If you disrupt and can’t sustain, you don’t win. – Gary Pisano
Disruptive innovations that throw industries into chaos hog the spotlight. We are all transfixed by Google’s Moonshot attempts at either changing transportation, how we interact with objects and people that we believe those are the only innovations that matter.
Academics and consultants like coming up with fancy ways of describing certain types of behaviors and outcomes, and when it comes to innovation incremental and radical are such they use to describe and compare between small plain-vanilla innovation and radical or disruptive innovation.
Silver bullets are rare
Disruption has become innovation’s favorite buzzword. I don’t really like categorizing innovation into incremental, radical, or any other variety of innovation consultants make up. Rather, for innovation; you’ll know it when you’ll see it. New doesn’t equal innovation. Rather, innovations that make life simpler and more enjoyable are the ones that get adopted. People won’t adopt something because it’s disruptive, as I’ve said before, people don’t care if you’re innovative.

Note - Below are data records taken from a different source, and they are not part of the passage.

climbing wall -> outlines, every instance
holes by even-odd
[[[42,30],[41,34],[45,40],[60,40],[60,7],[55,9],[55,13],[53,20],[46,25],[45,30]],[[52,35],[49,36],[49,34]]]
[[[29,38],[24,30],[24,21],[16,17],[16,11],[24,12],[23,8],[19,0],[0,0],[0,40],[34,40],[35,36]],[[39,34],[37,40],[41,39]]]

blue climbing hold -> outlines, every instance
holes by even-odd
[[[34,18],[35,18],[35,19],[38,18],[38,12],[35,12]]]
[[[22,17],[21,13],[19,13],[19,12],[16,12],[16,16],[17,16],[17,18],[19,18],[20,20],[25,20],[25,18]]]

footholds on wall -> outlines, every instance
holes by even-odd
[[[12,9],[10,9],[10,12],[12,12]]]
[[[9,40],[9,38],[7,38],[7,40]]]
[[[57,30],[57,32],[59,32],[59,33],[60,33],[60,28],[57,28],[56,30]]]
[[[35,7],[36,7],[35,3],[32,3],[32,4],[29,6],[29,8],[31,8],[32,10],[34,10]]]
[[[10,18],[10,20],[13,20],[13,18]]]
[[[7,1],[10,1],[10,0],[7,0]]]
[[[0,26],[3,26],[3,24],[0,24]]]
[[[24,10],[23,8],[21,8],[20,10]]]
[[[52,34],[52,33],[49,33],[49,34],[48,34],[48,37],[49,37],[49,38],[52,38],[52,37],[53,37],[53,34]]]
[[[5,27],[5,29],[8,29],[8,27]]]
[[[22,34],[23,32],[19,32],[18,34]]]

A frenzy of discussion has been triggered by an article on the New Yorker by Jill Lepore who questions the validity of Clay Christensen’s theory of disruption. My take is that just like all theories, it has no absolutes. Disruption happens after the fact, not at first. And frankly, you don’t try to be disruptive; it just happens. Also, disruption is the result of many factors and events happening, not just those moves that a specific company makes to create a lower cost version of a product that serves non-consumers.
Though, when it comes to disruption, a good rule of thumb to follow is this: If it’s making money immediately, it’s not innovation.
Nowadays, disruption has become more of a call to arms, as it’s used to describe conference names, books, and everything else in between. But what many miss when talking about disruption is this: you have to sustain it…
Gary Pisano, one recent article on Harvard Business Review, makes the point that sustainable innovations are key to the long-term success of a business:
All the excitement about disruptive innovation has blinded us to one simple but irrefutable economic fact: The vast majority of profit from innovation does not come from the initial disruption; it comes from the stream of routine, or sustaining, innovations that accumulate for years (sometimes decades) afterward. An innovation strategy has to include both. Intel is certainly one of the great disruptors of all time. Its microprocessor fundamentally altered the structure of the personal computer industry. Yet, its strategy for almost three decades has largely been that of a sustainer, not a disruptor. Its fortunes have been built upon its successes in pushing the technological frontier of the microprocessor. But its essential value proposition — a higher-performing, high-margin product — has not changed.
Yes, small innovation matters for disruption, because it happens in slow phases. Incremental improvements can be transformational. For example, the iPhone’s industry transformation is still being felt to this day; thought it’s been 7 years since it was launched.
Apple created a platform of Little Giants that together amounted to their HUGE IDEA. In all industries, this type of thinking is rare because there is an obsession with thinking big, not doing big. Doing Big means sustaining and transforming, that’s what innovation as a capability is about.
Another example is the thermostat that’s been living in our your home for ages. Nest, since bought by Google, decided the thermostat needed to be rethought for the age of connectivity and information overload. Does that mean they are disruptors?
No. Rather they updated an old tool for a future where an ecosystem of connected devices will surround us. That’s just excellent strategic thinking, a Little Giant waiting to be part of a HUGE IDEA.
Bottom line: I don’t think we’re obsessed with big ideas, disruption or whatever else you want to call them. I think we’re obsessed with theories of success; and we yearn for predictable outcomes. When it comes to innovation, business theories should be debated and used as perspective shifting lenses, not as Silver Bullet ideas that yield predictable outcomes.
Prediction isn’t possible because the future is a range. Yet we’re free to create whatever future we want. So rather than follow other people’s theories for success, make your own. As Emmet “Doc” Brown said, “Your future is whatever you make it. So make it a good one.”